“枉為無相,沒膽子與人鬥法,竟以山林土地泄憤……道修數萬載,為爾等蒙羞。”遠處仙音飄傳,一名黃衫女子踏雲而至,一幅畫卷從天際收入纖手,宛若飛虹輕收。


    很多人呆呆看著,總覺得這種出塵縹緲手揮畫卷的仙靈氣,太吻合自幼想象中的仙子了……然而稀奇的是,修道以來,道姑見得不少,仙子卻好像想來想去都沒見到幾個。


    大家真的在修仙嗎?


    正這麽想著,就見女子身後探頭探腦地冒出了一個小丫頭,雖然大眼睛眨巴眨巴很是可愛,卻把女子出場的仙靈縹緲破壞了個一幹二淨。

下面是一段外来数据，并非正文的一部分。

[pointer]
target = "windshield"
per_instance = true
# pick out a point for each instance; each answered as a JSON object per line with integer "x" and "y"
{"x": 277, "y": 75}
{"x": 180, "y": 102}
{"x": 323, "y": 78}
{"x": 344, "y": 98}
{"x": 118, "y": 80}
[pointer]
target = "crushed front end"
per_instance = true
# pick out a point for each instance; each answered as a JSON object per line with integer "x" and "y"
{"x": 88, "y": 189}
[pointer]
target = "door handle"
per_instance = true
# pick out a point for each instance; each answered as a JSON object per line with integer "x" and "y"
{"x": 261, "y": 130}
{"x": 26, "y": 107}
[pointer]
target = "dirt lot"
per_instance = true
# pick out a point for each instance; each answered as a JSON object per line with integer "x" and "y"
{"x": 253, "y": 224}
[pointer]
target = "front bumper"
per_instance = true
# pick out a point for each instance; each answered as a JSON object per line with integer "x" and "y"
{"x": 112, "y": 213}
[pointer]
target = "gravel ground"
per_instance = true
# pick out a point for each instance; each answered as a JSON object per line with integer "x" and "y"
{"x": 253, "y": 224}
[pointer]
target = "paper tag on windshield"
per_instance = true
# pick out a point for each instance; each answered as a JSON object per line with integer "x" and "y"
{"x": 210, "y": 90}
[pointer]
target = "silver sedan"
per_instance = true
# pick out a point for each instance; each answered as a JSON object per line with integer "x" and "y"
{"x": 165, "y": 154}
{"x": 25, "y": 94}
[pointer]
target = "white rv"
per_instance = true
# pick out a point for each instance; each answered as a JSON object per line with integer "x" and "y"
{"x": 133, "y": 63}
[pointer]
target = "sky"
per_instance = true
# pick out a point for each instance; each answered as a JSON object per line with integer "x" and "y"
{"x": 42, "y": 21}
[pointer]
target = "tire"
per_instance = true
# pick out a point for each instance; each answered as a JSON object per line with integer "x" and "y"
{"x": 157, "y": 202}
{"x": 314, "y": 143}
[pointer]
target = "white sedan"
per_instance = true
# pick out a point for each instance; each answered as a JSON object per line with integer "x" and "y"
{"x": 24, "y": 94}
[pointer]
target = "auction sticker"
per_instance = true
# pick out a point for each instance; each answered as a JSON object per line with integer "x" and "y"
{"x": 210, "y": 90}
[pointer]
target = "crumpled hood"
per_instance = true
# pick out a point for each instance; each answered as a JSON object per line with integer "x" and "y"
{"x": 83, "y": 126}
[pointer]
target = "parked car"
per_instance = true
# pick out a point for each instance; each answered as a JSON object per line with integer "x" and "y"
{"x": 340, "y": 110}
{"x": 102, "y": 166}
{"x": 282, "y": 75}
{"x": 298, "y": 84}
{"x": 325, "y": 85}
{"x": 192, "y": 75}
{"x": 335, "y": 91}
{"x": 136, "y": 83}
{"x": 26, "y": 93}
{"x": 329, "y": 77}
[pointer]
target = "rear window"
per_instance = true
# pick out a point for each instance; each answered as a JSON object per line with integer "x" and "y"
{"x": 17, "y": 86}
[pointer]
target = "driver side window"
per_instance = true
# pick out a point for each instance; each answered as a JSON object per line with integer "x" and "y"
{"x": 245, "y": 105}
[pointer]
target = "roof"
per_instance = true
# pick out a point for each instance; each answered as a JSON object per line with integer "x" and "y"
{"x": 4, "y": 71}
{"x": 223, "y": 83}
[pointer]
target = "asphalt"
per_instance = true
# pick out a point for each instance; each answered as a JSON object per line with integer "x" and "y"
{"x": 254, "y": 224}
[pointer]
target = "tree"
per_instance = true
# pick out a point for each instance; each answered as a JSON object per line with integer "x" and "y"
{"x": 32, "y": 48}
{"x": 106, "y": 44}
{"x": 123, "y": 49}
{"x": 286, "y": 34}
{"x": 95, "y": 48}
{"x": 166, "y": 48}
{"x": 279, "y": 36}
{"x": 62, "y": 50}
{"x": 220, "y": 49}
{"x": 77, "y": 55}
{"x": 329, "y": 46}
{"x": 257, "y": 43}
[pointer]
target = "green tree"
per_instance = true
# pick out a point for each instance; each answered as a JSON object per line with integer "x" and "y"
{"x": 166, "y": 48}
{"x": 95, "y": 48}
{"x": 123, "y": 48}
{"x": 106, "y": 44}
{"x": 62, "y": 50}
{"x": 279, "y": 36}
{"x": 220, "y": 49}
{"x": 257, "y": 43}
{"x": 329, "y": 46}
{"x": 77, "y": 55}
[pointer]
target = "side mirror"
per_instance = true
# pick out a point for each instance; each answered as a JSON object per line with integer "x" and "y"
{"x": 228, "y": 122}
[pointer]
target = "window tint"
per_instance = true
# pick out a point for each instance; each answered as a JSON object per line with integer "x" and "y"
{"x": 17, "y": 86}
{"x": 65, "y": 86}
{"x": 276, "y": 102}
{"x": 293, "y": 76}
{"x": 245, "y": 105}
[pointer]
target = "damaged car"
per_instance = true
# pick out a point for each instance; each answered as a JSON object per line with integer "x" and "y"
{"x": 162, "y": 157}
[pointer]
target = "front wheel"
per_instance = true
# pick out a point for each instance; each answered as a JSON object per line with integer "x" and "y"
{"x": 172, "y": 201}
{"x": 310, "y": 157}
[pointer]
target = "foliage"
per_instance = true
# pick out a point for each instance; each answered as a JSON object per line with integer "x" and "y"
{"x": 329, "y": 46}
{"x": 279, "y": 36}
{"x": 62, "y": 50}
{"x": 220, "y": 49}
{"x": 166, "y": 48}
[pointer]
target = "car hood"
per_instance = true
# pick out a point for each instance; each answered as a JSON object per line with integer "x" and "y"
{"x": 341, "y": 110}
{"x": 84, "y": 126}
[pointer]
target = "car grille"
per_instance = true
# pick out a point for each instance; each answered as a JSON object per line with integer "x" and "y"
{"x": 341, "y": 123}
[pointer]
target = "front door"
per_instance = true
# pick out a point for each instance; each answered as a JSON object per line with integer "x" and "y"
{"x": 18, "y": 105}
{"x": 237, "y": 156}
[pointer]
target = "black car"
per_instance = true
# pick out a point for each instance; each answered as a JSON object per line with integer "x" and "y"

    女子不動聲色地伸手往後一揪,“嗖”地一聲把小丫頭丟進了宮殿。


    宮殿張開一道口子,一個機器人大手把小丫頭接應進去。小丫頭一屁墩坐在地上,還是懵的。


    整個過程對方聯軍都傻愣愣看著,連左擎天和天鬆子都沒有動。


    都覺得去攔截一個修行剛剛騰雲的憨丫頭實在太丟人了。


    女子不露痕跡地幹咳一聲,又恢複了縹緲仙靈,斂衽一禮:“雲岫見過天機師叔。”


    天機子道:“聽聞雲岫雲遊十餘年,似乎頗有所得?”


    當然有所得,沒見天鬆子一擊都被她不帶煙火氣地擋迴去了?


    徐不疑自己不算的話,這似乎是近古新道孕育出的第一個無相。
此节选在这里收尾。